Trocadero (a.k.a. Echafaudage; Front Populaire or The Pier) by Roger Vieillard

Trocadero (a.k.a. Echafaudage; Front Populaire or The Pier) by Roger Vieillard

Trocadero (a.k.a. Echafaudage; Front Populaire or The Pier)

Roger Vieillard

Title

Trocadero (a.k.a. Echafaudage; Front Populaire or The Pier)

 
Artist
Year
1936  
Technique
engraving 
Image Size
9 3/8 x 14 7/8" platemark 
Signature
pencil, lower right 
Edition Size
3 of 40  
Annotations
pencil titled 
Reference
Hacker 24; Austin/Desmond catalogue 101 
Paper
buff Montval laid, with watermark 
State
published 
Publisher
artist, at Atelier 17 
Inventory ID
16207 
Price
SOLD
Description

This important, scarce surreal engraving was done by Vieillard while working at Atelier 17 in Paris in the 1930s. Though not an official member of the Surrealists Vieillard knew many of them, including Atelier 17 founder Stanley William Hayter. Though he never officially identified with the Surrealists he was open to many of their ideas, not their internal politics.

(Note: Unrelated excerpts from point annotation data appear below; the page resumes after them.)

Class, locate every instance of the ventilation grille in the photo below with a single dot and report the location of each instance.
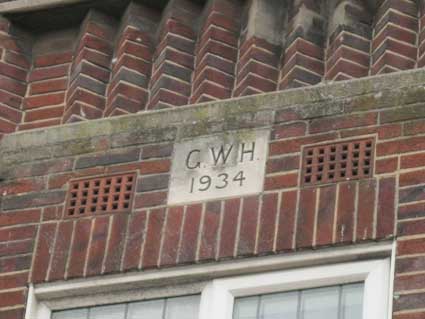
(337, 162)
(100, 195)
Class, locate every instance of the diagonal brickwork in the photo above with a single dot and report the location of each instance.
(349, 39)
(44, 102)
(303, 58)
(15, 62)
(132, 64)
(91, 68)
(143, 58)
(173, 60)
(394, 45)
(216, 51)
(259, 48)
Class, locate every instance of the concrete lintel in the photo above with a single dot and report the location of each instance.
(324, 100)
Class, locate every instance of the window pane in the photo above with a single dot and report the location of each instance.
(182, 308)
(352, 301)
(278, 306)
(337, 302)
(320, 303)
(71, 314)
(246, 308)
(146, 310)
(108, 312)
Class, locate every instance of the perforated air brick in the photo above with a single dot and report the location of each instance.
(330, 163)
(100, 195)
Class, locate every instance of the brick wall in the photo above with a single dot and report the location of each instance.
(40, 243)
(145, 58)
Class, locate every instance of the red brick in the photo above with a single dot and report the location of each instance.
(346, 212)
(15, 263)
(411, 211)
(287, 163)
(20, 217)
(366, 209)
(386, 208)
(412, 144)
(409, 282)
(412, 178)
(248, 226)
(12, 281)
(12, 298)
(210, 230)
(306, 213)
(411, 247)
(22, 186)
(294, 145)
(154, 233)
(145, 200)
(326, 215)
(285, 234)
(413, 227)
(44, 100)
(48, 86)
(53, 59)
(17, 233)
(48, 73)
(411, 194)
(414, 128)
(189, 241)
(267, 223)
(116, 243)
(79, 248)
(46, 239)
(412, 161)
(411, 264)
(97, 248)
(11, 248)
(172, 236)
(136, 237)
(229, 227)
(281, 181)
(61, 251)
(387, 165)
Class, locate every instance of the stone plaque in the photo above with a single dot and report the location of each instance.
(218, 166)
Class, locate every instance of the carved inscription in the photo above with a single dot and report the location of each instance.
(218, 166)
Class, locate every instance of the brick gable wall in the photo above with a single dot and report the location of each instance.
(112, 67)
(189, 53)
(38, 243)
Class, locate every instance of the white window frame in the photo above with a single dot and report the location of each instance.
(253, 276)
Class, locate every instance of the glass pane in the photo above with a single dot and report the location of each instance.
(71, 314)
(182, 308)
(320, 303)
(279, 306)
(352, 301)
(108, 312)
(246, 308)
(146, 310)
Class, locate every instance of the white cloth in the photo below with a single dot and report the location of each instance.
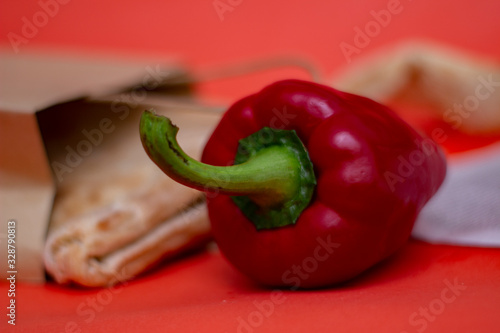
(466, 209)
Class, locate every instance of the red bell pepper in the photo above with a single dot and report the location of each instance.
(306, 186)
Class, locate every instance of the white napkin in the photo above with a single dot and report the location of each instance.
(466, 209)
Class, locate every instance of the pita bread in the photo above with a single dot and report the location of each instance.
(118, 214)
(461, 89)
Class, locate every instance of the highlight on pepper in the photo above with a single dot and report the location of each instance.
(305, 201)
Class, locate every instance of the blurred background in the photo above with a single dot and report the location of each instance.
(205, 34)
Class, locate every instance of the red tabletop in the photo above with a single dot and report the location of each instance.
(423, 288)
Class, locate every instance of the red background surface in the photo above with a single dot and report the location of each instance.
(410, 292)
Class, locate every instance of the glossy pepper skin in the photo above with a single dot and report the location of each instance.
(374, 173)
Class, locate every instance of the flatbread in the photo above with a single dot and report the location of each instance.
(118, 214)
(461, 89)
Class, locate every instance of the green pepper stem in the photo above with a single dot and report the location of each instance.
(269, 178)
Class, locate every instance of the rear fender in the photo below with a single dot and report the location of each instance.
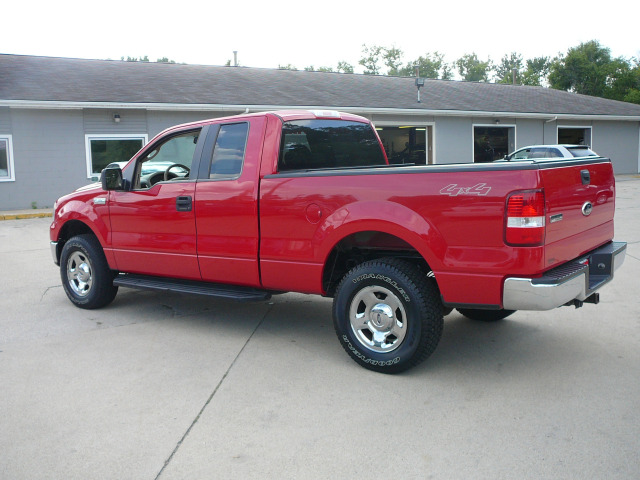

In 1936 Vieillard began a series of burin engravings featuring classical architecture, often depicting the destruction and collapse of these institutional symbols. In this image, a single figure stands atop the old Palais du Trocadéro concert hall in Paris during its demolition. The Palais du Trocadero was built in Paris in 1878 to commemorate the 1823 battle in which France helped restore the throne to King Ferdinand VII of Spain. The exterior of the structure is covered with scaffolding, the figure leans on a makeshift railing. In 1937 the concert hall was replaced by the Palais de Chaillot in the Trocadero. The Eiffel Tower rises out of the clouds in the distance.

Vieillard's work was represented in the important 1944 exhibition at The Museum of Modern Art in New York titled Hayter and Studio 17: New Directions in Gravure which included 60 prints by 32 artists from 12 nations.